I think I might know what this problem is.  I tried remoting to our
webserver once and had an error because the remote objects were coming back
with the wrong IP address attached - its a multi-IP server.  I would have
thought that remoting was smart enough to return the right one, but
something was going wrong.  So I had to alter the server config file to
always return the server hostname rather than an IP, forcing the clients to
resolve it.  It fixed the problem though...  I used the machineName
attribute for my http channel and set useIpAddress to false.
Maybe thats the cause of your problems?
Hope it helps.
Andy

----- Original Message -----
On the off chance that it's something silly before we go too much farther
down
the debugging road...did you actually remember to call
RemotingConfiguration.Configure in both the client & server?  If you forgot
to
do that, you could end up with the error message you're getting.

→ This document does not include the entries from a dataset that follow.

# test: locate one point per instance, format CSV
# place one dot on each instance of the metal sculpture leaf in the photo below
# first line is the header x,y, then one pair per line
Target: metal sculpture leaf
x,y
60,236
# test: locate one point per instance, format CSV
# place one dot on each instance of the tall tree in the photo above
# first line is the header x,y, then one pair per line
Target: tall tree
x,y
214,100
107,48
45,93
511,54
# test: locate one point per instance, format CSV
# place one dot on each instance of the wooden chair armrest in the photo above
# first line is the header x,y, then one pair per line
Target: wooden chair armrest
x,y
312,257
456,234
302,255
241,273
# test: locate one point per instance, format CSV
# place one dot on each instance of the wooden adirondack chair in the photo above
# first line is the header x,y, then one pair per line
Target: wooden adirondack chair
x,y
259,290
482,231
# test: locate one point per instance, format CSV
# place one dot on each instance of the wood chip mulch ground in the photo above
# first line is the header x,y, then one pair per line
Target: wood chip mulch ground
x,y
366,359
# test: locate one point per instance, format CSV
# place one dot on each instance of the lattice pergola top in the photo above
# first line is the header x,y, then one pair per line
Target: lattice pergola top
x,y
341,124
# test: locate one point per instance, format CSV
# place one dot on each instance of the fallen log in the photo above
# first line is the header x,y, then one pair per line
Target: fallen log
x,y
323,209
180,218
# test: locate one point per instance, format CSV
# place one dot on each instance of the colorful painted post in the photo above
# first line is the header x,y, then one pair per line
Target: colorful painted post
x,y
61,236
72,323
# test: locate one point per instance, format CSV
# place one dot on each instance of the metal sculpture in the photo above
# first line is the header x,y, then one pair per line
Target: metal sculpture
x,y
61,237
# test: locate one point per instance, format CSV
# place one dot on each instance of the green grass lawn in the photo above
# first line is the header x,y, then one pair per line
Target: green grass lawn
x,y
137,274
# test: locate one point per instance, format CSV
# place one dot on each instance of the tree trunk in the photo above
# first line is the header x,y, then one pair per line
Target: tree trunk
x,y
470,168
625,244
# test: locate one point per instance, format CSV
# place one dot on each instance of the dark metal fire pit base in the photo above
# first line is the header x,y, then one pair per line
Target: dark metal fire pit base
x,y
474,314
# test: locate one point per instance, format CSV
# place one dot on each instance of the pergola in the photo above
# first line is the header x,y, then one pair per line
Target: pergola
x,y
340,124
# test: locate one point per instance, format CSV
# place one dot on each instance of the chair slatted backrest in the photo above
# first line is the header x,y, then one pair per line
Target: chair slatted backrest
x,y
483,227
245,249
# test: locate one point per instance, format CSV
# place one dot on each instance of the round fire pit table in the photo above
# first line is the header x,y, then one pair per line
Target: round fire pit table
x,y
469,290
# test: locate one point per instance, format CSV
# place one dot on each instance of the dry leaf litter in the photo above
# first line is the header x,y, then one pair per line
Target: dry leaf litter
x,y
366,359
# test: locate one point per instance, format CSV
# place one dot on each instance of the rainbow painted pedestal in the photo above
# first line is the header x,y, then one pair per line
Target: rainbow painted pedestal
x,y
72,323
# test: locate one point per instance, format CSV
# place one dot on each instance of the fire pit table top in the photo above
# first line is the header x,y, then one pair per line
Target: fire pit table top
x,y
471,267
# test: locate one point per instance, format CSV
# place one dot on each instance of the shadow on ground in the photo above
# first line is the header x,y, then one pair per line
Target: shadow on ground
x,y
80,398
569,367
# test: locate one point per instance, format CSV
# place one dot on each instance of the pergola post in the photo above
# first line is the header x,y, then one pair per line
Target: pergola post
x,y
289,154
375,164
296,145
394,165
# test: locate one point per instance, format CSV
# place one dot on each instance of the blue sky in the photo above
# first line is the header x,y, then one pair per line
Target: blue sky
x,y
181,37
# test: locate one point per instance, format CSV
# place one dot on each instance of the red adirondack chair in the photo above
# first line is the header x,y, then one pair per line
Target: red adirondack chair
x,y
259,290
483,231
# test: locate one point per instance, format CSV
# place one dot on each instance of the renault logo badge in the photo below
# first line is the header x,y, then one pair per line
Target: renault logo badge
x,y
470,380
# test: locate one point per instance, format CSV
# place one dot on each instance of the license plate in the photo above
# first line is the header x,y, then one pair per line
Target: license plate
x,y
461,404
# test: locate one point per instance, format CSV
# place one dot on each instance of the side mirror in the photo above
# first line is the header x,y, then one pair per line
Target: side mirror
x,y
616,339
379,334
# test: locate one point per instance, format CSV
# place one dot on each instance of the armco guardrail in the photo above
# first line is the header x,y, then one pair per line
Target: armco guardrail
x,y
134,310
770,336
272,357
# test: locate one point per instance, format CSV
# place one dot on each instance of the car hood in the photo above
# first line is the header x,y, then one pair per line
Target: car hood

> Firstly I changed the config files on the client and server
> so that they
> are both using tcp/binary.

That wouldn't have changed anything wr2 your problem, that was more of an
aside
by me wondering why you were using such an odd channel/formatter
configuration.

> I also tried the Assembley Binding Log Viewer but it didn't
> display any
> messages on either the client or server machines after I ran the
> applications with the viewer running in the background.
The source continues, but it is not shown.